Thereby, there are two main factors affecting the catalytic activity, which are the dispersion of the active cobalt species and the textural characteristics of the MgO matrix. When the pH values are 1 and 5, the highest SSA values (119 and 165 m2/g, accordingly) are obtained (Table 1). The 15%Co–Mg–O(9) sample is characterized by the worse SSA of 71 m2/g. Consequently, despite the better dispersion of the cobalt species, this sample demonstrates the worst initial catalytic performance. Then, the SSA of the 15%Co–Mg–O(1) and 15%Co–Mg–O(5) samples diminishes significantly during the high-temperature aging, thus resulting in the observed rise of the T50 values (Fig. 5b). This process is accompanied by the movement of cobalt into the bulk of the MgO matrix and the formation of the Mg1−xCoxO solid solutions. In the case of 15%Co–Mg–O(9), the changes occurred are not so dramatic.

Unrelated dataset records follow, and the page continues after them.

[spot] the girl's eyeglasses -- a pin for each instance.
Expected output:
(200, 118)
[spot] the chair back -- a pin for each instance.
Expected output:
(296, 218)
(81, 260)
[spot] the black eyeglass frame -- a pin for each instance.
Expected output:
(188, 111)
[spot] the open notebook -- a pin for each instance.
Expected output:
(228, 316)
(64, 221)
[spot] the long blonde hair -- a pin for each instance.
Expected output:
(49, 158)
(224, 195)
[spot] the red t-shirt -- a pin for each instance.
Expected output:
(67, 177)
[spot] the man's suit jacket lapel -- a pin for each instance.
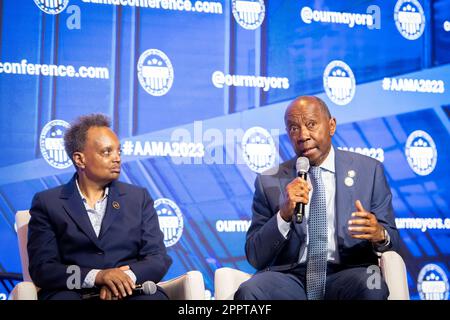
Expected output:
(73, 204)
(113, 208)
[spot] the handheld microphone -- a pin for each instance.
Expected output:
(147, 288)
(302, 167)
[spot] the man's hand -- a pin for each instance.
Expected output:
(296, 191)
(364, 225)
(106, 294)
(116, 281)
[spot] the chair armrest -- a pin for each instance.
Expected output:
(394, 273)
(189, 286)
(25, 290)
(227, 281)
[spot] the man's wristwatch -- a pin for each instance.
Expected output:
(385, 238)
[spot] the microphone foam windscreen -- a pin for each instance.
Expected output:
(149, 287)
(302, 164)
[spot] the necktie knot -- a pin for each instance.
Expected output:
(315, 172)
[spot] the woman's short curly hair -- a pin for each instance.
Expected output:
(75, 136)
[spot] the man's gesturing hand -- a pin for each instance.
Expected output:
(117, 281)
(364, 225)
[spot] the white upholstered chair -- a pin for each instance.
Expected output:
(189, 286)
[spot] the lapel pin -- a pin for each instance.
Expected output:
(116, 205)
(349, 182)
(351, 173)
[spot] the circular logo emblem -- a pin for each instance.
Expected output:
(170, 220)
(249, 14)
(258, 149)
(409, 19)
(52, 6)
(421, 152)
(155, 72)
(432, 283)
(339, 82)
(51, 143)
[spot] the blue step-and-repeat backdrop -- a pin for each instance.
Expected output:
(196, 91)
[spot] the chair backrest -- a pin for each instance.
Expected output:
(394, 272)
(22, 219)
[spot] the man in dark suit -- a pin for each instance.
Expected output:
(95, 228)
(348, 218)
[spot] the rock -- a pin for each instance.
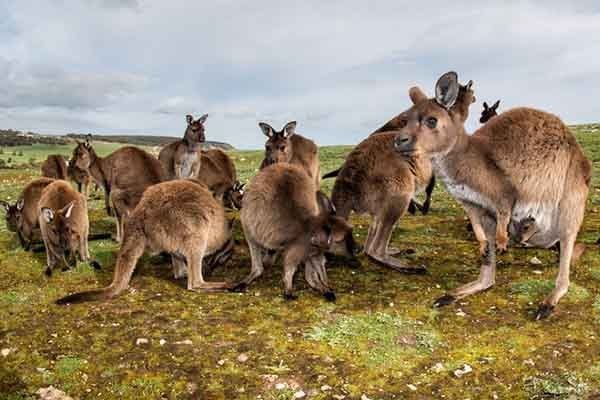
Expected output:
(51, 393)
(535, 261)
(466, 369)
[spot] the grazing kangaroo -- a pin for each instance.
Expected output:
(288, 146)
(55, 167)
(522, 164)
(219, 174)
(374, 180)
(80, 176)
(23, 216)
(181, 159)
(178, 217)
(126, 169)
(283, 212)
(488, 112)
(64, 224)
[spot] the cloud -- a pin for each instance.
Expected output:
(339, 68)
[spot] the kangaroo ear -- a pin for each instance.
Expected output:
(446, 89)
(289, 129)
(325, 205)
(67, 210)
(266, 128)
(416, 95)
(47, 214)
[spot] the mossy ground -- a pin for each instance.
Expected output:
(381, 338)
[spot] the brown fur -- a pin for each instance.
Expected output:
(219, 174)
(524, 163)
(182, 158)
(376, 181)
(127, 169)
(288, 146)
(283, 213)
(22, 217)
(488, 112)
(54, 167)
(178, 217)
(64, 224)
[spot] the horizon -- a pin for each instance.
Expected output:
(133, 67)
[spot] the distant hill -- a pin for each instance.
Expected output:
(9, 137)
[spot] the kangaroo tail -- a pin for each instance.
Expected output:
(331, 174)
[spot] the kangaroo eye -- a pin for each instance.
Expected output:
(431, 122)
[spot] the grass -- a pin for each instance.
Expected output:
(378, 338)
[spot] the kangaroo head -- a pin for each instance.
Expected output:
(432, 126)
(488, 112)
(194, 133)
(278, 147)
(13, 214)
(330, 232)
(82, 155)
(61, 228)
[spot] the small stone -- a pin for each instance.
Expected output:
(535, 261)
(466, 369)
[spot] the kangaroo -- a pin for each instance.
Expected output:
(81, 177)
(182, 159)
(128, 168)
(219, 174)
(374, 180)
(523, 163)
(55, 167)
(179, 217)
(24, 214)
(488, 112)
(282, 211)
(64, 224)
(288, 146)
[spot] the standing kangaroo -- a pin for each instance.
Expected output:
(128, 169)
(288, 146)
(55, 167)
(178, 217)
(23, 216)
(181, 159)
(524, 164)
(282, 211)
(64, 224)
(219, 174)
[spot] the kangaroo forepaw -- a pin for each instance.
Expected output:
(544, 311)
(445, 300)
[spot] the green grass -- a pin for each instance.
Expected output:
(380, 336)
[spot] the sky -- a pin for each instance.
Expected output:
(340, 69)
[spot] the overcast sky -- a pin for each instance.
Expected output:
(340, 69)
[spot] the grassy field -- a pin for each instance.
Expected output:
(380, 340)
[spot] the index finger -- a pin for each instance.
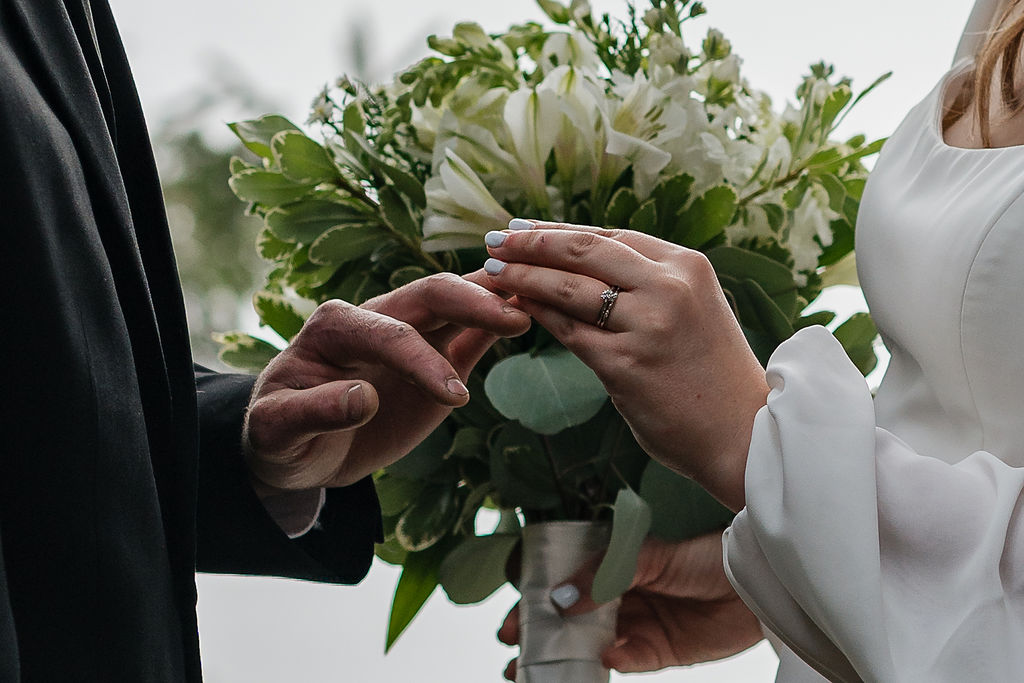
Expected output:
(648, 245)
(430, 303)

Fig. 5c presents light-off curves for the 5%Co–Mg–O(5) sample and Fig. 5d shows the effect of cobalt loading on the catalytic behavior and stability of the prepared samples. Note that for the 5%Co–Mg–O(5) sample, 50% of CO conversion was not achieved in the first two cycles, when the final temperature did not exceed 320 °C. According to the position of light-off curves in the first runs, the samples can be ranked as follows: 5%Co–Mg–O(5) <  < 10%Co–Mg–O(5) < 15%Co–Mg–O(5) < 30%Co–Mg–O(5) ≈ 45%Co–Mg–O(5). All the samples, except of 30%Co–Mg–O(5), show the reactivation effect after the heating at 600 °C, as described above. The most noticeable changes in catalytic performance are observed for the 5%Co–Mg–O(5) sample. The shift of the light-off curves after the third cycle is attributed to the reconstruction of the active sites under the action of the reaction medium [52]. Another possible reason could be that CoOx species, which are initially located in the bulk of the as-prepared samples, move to the surface due to the high-temperature treatment. Later on, a cycle-to-cycle deactivation is observed for these samples. After aging at 1000 °C, the best catalytic performance and, therefore, better thermal stability are demonstrated by the low-loaded samples 5%Co–Mg–O(5) and 10%Co–Mg–O(5). The observed catalytic properties of the samples illustrate the decisive role of such factors as the strength of cobalt interaction with the MgO matrix, the dispersity of the cobalt species, and the porous structure of the MgO matrix.

Conclusions

In the present work, a sol–gel approach was applied to synthesize the Co–Mg–O oxide systems. Two parameters, the loading of cobalt and the pH of the hydrolyzing solution, were varied within this study. It was found that despite the appearance of the exothermic effects during the thermal decomposition of the samples prepared with addition of ammonia or nitric acid, they possess high textural properties. According to XRD, the size of the Co3O4 particles decreases in a row: 5.5 nm (pH 5); 4.0 nm (pH 1); 2.5 nm (pH 9). The cyclic reduction/oxidation experiments revealed that both the pH and the cobalt content sufficiently affect the redox and catalytic properties of the Co–Mg–O catalysts. Thus, the 15%Co–Mg–O(9) sample showed the most reproducible behavior in TPR-H2. An increase in the Co loading diminishes the hydrogen uptake and the reducibility degree, which is supposedly due to the stronger interaction of cobalt oxide with the MgO matrix and the possible formation of a solid solution (MgCo2O4). The catalytic performance was studied in the CO oxidation reaction under prompt thermal aging conditions. The best thermal stability in the consecutive catalytic cycles was observed for the 15%Co–Mg–O(9) sample characterized by the smallest particle size of Co3O4. An increase in the cobalt loading in a range of 5–45% enhances the catalytic behavior but worsens the thermal stability. Additionally, the reactivation effect was oversaw after aging at 600 °C for all the samples, excluding 30%Co–Mg–O(5).